Monday, November 16, 2009
'Penguin tourists' trapped in Antarctic ice
Of the Antarctic cruise ships there is one that is a real ice breaker; the others have hardened hulls that can handle brushing against floating ice, but are not ice breakers at all. The real ice breaker got itself in trouble four days ago - and still is. But their problem is only their schedule. This ship is designed and built to handle the ice it's in.
9 News - UK
More than 100 penguin-loving tourists including dozens from Britain are trapped by ice off Antarctica aboard a Russian ice-breaker cruise ship.
The Kapitan Khlebnikov is in a bay near Snow Hill island, located off the northeastern end of the Antarctic Peninsula, and cannot leave as the bay is sealed off with ice, the Russian transportation ministry said.
"The wind has currently slowed down in the area and the massing of the ice has ended. Everything is calm aboard the ice-breaker, nothing is threatening the passengers and crew," the ministry said in a statement.

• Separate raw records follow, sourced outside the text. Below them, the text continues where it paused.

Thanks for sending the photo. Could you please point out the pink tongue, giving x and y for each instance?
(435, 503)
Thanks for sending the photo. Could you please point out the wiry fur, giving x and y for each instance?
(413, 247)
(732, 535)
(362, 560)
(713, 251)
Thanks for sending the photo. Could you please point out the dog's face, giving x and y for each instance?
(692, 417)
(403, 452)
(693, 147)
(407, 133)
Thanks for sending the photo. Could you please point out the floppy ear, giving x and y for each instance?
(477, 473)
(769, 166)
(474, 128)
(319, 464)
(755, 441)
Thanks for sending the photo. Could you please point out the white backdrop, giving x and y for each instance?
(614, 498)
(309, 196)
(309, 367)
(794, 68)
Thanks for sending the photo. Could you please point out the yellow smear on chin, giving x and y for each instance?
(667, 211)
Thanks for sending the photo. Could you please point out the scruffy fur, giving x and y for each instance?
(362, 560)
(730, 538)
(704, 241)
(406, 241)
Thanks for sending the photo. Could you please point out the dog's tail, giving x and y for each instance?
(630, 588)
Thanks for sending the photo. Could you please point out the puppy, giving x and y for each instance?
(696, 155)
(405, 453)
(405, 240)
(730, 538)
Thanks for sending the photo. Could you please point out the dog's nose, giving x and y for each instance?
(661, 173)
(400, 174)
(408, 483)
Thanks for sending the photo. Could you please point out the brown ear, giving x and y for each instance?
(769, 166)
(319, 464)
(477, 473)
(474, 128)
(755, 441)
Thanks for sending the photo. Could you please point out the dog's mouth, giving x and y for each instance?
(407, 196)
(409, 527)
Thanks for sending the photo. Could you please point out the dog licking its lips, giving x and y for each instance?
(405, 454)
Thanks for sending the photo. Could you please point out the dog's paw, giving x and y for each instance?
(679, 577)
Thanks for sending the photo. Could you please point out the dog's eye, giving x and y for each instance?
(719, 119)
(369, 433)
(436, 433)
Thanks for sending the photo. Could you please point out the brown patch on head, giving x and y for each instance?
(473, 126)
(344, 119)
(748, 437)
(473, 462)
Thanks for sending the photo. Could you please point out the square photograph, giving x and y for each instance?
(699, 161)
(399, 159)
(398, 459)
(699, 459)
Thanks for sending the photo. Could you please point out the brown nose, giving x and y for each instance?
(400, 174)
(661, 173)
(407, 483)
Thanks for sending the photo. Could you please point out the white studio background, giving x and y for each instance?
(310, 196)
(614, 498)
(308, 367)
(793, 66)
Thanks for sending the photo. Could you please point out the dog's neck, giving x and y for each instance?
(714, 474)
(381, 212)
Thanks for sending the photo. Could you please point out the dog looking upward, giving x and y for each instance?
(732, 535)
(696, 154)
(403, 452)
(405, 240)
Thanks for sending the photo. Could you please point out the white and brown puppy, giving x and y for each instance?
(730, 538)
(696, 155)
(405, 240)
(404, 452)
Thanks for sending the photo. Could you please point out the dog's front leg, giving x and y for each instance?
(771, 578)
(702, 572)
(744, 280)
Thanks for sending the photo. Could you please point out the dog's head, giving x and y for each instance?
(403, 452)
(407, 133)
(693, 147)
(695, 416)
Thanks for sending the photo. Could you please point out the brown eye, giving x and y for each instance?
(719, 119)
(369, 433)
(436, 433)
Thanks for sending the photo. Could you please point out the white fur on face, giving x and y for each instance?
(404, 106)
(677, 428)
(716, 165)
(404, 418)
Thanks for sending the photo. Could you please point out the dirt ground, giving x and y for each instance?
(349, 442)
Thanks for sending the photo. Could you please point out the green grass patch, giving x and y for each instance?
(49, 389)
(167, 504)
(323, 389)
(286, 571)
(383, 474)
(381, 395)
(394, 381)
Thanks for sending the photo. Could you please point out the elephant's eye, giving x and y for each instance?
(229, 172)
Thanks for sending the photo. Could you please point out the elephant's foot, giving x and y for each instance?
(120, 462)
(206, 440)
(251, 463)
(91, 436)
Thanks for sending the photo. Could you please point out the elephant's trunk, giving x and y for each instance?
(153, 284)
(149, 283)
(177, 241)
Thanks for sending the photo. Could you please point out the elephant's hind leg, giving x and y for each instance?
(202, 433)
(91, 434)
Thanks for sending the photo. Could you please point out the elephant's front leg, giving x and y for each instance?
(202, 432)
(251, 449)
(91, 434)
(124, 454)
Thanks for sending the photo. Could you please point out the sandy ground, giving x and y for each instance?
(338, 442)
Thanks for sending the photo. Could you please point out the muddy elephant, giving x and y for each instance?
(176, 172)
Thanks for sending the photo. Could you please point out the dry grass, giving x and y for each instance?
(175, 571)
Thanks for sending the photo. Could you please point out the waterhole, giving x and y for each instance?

"When the wind changes to a favourable direction, the ice-breaker will head into clear water and on to the port of Ushuaia," at the extreme southern end of Argentina.
There were 105 passengers aboard the vessel and the total delay in the ship's scheduled trip could be around two days, it added.
The ship has been at its current location for four days, German Kuzin, an official with the Far Eastern Shipping Company, the ship's owner, said in televised remarks.
"There's nothing to worry about there," Kuzin said. "To put it plainly, the ship got stuck between an island and an ice massif."
Many of the passengers are Britons who paid more than $18,000 for a tour whose highlight was seeing emperor penguins on Snow Hill island, according to Exodus, a British tour operator.
Around 50 mostly British passengers booked their tours through Exodus and have been well cared-for while the ship has been stuck, Rob Dixon, a spokesman for Exodus, told AFP by telephone from London.
"There's a lot of entertainment on board," Dixon told AFP. He said the weather was improving and predicted the ship would reach Ushaia by the end of this week, two or three days behind schedule.
"They've certainly seen the penguins they came to see," Dixon added, noting that passengers had been able to leave the ship by helicopter.